Quite frankly the answer to all my questions was probably in my garden shed (that’s where Dad kept his library), or maybe I could say right under my nose. What’s more, if my father had been alive, he would have been quick to answer my question for me. He was, after all a Christian minister, well versed in theology and my blief in God is based on the Christian god figure (although not some of the organisational aspects of churches). But even if he had been here, that would have been his answer, not mine. And I suspect I would have been still wondering.
The reality I learnt long ago is that other people’s views on spirituality actually don’t answer my questions. They might provide the answers for them, but I have to find my own answers. So I’m not even going to bother with Google’s suggestions, or what I know would have been Dad’s.
I believe that religion serves a different purpose for each person. Nothing is right or wrong, as we are each different people with different needs. My own beliefs form a basis for how I treat other people, and I think I’m slowly forming a means of how I treat myself.

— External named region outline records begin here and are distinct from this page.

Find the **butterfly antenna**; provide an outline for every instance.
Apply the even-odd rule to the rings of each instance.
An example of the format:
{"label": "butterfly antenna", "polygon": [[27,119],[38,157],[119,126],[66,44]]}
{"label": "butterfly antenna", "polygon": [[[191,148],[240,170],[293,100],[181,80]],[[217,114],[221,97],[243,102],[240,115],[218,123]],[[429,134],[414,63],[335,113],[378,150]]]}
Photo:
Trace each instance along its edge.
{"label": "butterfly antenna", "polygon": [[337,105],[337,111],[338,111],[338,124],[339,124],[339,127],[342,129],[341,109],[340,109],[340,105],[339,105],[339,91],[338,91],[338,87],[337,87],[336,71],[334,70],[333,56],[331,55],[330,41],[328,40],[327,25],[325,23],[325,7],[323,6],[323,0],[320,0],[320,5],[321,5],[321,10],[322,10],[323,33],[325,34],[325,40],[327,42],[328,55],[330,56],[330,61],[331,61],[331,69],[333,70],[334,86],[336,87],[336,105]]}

Translating that into hope in spite of trials is not something I have yet achieved. Oh, I was trained well and can quote a million Bible verses at myself about having hope and trust in the God I was brought up to know, but that doesn’t actually cut it for me in terms of finding purpose in my suffering.

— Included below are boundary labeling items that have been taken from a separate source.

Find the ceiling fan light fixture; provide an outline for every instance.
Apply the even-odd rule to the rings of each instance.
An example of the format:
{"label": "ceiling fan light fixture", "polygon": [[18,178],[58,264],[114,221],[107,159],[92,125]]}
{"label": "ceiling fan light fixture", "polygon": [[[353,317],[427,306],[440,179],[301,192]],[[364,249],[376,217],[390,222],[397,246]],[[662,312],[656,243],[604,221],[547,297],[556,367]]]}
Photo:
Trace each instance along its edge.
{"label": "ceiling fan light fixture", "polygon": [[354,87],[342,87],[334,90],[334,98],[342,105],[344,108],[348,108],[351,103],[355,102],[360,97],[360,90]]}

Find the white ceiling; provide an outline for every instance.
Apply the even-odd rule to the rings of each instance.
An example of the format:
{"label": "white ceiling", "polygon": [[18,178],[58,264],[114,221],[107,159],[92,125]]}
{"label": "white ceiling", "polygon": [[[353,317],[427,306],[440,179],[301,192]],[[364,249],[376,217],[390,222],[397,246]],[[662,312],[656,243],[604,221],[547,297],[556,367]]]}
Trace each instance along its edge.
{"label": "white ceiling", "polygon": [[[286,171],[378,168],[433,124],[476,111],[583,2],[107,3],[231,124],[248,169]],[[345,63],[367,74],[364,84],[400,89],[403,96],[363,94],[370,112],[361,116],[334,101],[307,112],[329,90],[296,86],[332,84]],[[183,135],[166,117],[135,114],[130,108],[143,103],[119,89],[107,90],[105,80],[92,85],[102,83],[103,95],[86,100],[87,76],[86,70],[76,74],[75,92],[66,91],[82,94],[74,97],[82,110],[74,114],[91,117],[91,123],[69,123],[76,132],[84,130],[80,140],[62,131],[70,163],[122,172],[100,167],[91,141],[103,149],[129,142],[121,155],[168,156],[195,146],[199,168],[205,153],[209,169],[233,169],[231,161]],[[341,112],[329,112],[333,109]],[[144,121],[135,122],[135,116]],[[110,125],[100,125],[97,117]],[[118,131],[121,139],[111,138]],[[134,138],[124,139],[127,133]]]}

I find it incredibly frustrating when I am told that everything happens for a reason. Maybe it’s true, maybe it isn’t, but it seems an incredibly cold way of comprehending, and giving reason to why some people suffer so much.
This posted started in terms of my own struggle with pain and fatigue. I know that it is nothing compared to what some people suffer each day, and actually in that I can find a little peace for myself. I can be thankful for what I have and have not. But I will find it incrediblyy annoying and frustrating if you tell me to find joy in my pain, just because my Bible tells me to. It just doesn’t work that way for me.

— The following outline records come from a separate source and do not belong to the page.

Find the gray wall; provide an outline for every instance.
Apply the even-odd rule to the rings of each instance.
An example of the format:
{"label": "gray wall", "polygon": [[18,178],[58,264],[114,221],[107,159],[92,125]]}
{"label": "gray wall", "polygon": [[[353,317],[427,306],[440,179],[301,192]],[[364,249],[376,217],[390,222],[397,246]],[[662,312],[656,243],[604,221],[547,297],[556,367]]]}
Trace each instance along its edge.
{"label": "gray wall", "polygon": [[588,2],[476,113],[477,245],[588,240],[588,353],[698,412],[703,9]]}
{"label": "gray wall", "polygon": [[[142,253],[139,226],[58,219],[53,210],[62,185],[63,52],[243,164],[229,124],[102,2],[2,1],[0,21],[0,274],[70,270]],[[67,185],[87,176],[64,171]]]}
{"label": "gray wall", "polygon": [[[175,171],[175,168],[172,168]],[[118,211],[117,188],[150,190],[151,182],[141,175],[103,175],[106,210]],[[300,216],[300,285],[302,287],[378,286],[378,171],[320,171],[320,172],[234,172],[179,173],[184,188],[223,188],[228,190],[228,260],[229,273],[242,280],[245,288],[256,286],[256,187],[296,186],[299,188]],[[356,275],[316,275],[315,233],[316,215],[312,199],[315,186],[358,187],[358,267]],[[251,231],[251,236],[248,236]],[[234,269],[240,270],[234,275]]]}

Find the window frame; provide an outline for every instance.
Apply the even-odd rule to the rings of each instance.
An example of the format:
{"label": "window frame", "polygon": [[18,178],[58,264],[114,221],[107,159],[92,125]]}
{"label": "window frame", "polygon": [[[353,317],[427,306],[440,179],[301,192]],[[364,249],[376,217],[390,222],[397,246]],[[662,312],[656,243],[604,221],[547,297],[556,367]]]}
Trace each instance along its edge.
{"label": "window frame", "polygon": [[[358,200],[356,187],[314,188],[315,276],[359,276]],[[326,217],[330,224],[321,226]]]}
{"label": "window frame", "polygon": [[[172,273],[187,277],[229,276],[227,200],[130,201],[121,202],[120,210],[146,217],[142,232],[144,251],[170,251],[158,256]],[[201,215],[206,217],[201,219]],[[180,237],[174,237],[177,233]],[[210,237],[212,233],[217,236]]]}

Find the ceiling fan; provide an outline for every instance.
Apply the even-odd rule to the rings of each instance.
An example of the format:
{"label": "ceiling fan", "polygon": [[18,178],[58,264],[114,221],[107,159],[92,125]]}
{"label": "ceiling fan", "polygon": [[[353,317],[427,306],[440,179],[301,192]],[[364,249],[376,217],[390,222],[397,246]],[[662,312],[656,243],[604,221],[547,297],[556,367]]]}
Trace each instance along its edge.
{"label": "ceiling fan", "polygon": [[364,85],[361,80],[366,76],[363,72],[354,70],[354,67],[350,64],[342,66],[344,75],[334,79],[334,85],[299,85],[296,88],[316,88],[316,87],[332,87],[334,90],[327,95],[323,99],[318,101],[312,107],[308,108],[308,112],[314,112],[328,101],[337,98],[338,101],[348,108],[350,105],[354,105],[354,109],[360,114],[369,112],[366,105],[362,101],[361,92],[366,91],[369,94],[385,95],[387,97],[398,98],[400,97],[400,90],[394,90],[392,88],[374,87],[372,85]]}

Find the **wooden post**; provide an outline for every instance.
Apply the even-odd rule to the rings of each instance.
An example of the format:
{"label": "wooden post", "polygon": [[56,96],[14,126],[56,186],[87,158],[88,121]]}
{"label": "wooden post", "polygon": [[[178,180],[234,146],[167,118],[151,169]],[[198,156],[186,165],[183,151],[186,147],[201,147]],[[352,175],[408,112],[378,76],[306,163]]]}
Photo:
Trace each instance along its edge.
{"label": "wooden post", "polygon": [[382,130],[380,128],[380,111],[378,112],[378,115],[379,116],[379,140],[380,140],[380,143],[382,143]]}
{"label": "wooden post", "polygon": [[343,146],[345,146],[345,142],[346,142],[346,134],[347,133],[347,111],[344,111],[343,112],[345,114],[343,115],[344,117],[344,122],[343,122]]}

A book that I have found useful over the years, mostly to dive in and out of because I have yet to read it cover to cover, is Harold Kushner’s When Bad Things Happen To Good People. I like this book because it is written by someone who has had plenty of bad things happen. He knows suffering yet he still somehow believes in who he sees as God. Here is an excerpt:
“I have to believe,” one friend said, “that everything that happens in life, happens for a purpose. Somehow or other, everything that happens to us is meant for our good. Look at it this way. You were a pretty cocky guy, popular with girls, flashy cars, confident you were going to make a lot of money. You never really took time to worry about the people who couldn’t keep up with you. Maybe this is God’s way of teaching you a lesson, making you more thoughtful, more sensitive to others. Maybe this is God’s way of purging you of pride and arrogance, and thinking about how you were going to be a success. It’s his way of making you a better, more sensitive person.”
Harold Kushner - When Bad Things Happen To Good People (p. 30,31)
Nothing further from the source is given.